Karsten Greve

John Chamberlain

21 Apr - 30 Jun 2007

© JOHN CHAMBERLAIN
Adobi Obi, 1989
JOHN CHAMBERLAIN

Opening in honor of the artist on Saturday the 21st of April from 4-8pm

The year 2007 honors John Chamberlain in France: The Karsten Greve Gallery is dedicating an important exhibition to him, the Orsay Museum is integrating Correspondances into its program and the Grand Palais is presenting a work in the Nouveaux Réalistes exhibition. This wonderful set of events allows us to reflect upon the work of one of the greatest American sculptors.

Represented for over thirty years by the Karsten Greve Gallery, John Chamberlain will propose a set of ten sculptures conceived for the exhibition as well as a selection of earlier works, such as those from the Kiss series (1979).

Born in a small American town in 1927, John Chamberlain begins his training at the Art Institute of Chicago which he then continues at Black Mountain College. At this time he experiments with various ordinary materials and considers abstract expressionism as a point of departure for his research. He favors a speedy handling of material and removes any traces of craftwork in the execution of the works. It is in 1957 that he sees a “useable material, already painted” from an old Ford. From then on Chamberlain cuts out and transforms car carcasses which he compresses and “models”. The fenders and the hood yield to the pressure and become complex bodies, flexible and fixed all at once. Air circulates in the cavities, runs through the broken lines and rushes along the paths. The energy of the lines, the harmony or the intense colors, like the contrast between the delicate forms and a visibly violent process of execution are characteristic of this brilliant work, which captures and violates the eye. If John Chamberlain has explored and re-explored this path throughout his career, he has also worked with other materials and mediums: paintings (geometric), Plexiglas and urethane foam sculptures, photographs.

The recent works, mostly from2006, preserve the tension between the force of the material and the sensuality of the folds, sometimes reminding us of paper. On the other hand, more fragmented and recomposed, they take on a different structure. The artist often covers the metal with bright and glossy industrial colors and abandons the monumental dimensions of his works all the more dense, forthright, expressive or sober.

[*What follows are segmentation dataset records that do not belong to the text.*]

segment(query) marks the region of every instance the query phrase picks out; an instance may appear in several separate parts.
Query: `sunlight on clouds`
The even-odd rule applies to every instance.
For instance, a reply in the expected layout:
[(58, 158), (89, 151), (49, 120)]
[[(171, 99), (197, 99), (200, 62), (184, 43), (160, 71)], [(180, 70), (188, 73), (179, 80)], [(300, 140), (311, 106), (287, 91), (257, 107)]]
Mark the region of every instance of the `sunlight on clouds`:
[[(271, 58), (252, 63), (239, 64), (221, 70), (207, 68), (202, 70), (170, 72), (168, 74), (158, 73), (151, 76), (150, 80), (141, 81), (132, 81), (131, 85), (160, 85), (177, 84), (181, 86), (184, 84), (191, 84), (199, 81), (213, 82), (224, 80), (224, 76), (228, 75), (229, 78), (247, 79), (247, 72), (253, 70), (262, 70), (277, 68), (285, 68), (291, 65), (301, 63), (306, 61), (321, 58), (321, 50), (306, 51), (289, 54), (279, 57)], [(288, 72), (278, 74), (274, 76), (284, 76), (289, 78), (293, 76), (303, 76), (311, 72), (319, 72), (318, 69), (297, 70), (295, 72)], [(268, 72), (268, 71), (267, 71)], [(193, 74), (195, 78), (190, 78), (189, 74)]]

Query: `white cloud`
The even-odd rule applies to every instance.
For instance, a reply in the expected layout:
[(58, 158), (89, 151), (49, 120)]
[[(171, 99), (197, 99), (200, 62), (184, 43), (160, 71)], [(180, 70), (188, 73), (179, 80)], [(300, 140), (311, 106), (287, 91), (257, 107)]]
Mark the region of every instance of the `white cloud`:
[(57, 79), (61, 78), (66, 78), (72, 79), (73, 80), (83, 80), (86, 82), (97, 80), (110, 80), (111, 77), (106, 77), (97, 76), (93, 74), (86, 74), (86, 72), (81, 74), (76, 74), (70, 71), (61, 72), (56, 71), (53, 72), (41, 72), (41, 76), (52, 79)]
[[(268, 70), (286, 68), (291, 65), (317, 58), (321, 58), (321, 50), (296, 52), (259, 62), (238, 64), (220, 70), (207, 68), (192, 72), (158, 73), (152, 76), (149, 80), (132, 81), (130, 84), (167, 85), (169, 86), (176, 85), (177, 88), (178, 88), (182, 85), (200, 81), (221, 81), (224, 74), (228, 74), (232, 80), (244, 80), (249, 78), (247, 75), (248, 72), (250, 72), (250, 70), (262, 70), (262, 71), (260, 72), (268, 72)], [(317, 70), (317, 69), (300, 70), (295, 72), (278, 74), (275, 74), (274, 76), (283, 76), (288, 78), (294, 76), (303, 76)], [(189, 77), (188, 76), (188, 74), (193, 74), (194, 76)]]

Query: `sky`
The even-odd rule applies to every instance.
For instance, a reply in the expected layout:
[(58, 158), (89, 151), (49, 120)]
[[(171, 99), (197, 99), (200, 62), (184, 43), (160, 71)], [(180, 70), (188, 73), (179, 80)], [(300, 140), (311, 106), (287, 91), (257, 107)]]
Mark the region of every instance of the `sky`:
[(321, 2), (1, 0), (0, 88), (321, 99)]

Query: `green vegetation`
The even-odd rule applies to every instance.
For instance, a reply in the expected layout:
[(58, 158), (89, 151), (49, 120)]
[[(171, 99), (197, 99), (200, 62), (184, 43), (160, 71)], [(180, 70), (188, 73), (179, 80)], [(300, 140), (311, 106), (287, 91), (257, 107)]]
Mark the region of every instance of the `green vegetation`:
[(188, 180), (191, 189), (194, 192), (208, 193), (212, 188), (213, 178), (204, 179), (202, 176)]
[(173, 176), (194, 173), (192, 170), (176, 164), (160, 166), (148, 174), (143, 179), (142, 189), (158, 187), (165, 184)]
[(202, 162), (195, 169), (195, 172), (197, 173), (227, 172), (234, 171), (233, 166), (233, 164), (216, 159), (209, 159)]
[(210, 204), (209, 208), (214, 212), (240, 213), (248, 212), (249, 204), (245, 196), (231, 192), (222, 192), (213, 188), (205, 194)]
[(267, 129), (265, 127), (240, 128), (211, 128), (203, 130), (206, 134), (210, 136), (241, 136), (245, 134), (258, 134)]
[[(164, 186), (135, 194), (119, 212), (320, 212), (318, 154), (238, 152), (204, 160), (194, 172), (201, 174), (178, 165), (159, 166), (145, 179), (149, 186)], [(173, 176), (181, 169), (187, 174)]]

Celebrating his 80th birthday this year, John Chamberlain lives and works in Sarasota, Florida and in New York. His works are part of the most important collections and museums of the world. Since the very beginning of the 60s, he has enjoyed important success. He takes part in the exhibition The Art of Assemblage (MoMA, New York) in 1961 and in the São Paolo Biennale the same year. In 1964 he exhibits at the Venice Biennale. A retrospective is dedicated to him at the Guggenheim Museum in 1971 and then in 1986 at the Museum of Contemporary Art in Los Angeles. Numerous exhibitions follow, in particular those of the Staatliche Kunsthalle in Baden-Baden in 1991 and the Stedelijk Museum in Amsterdam in 1996.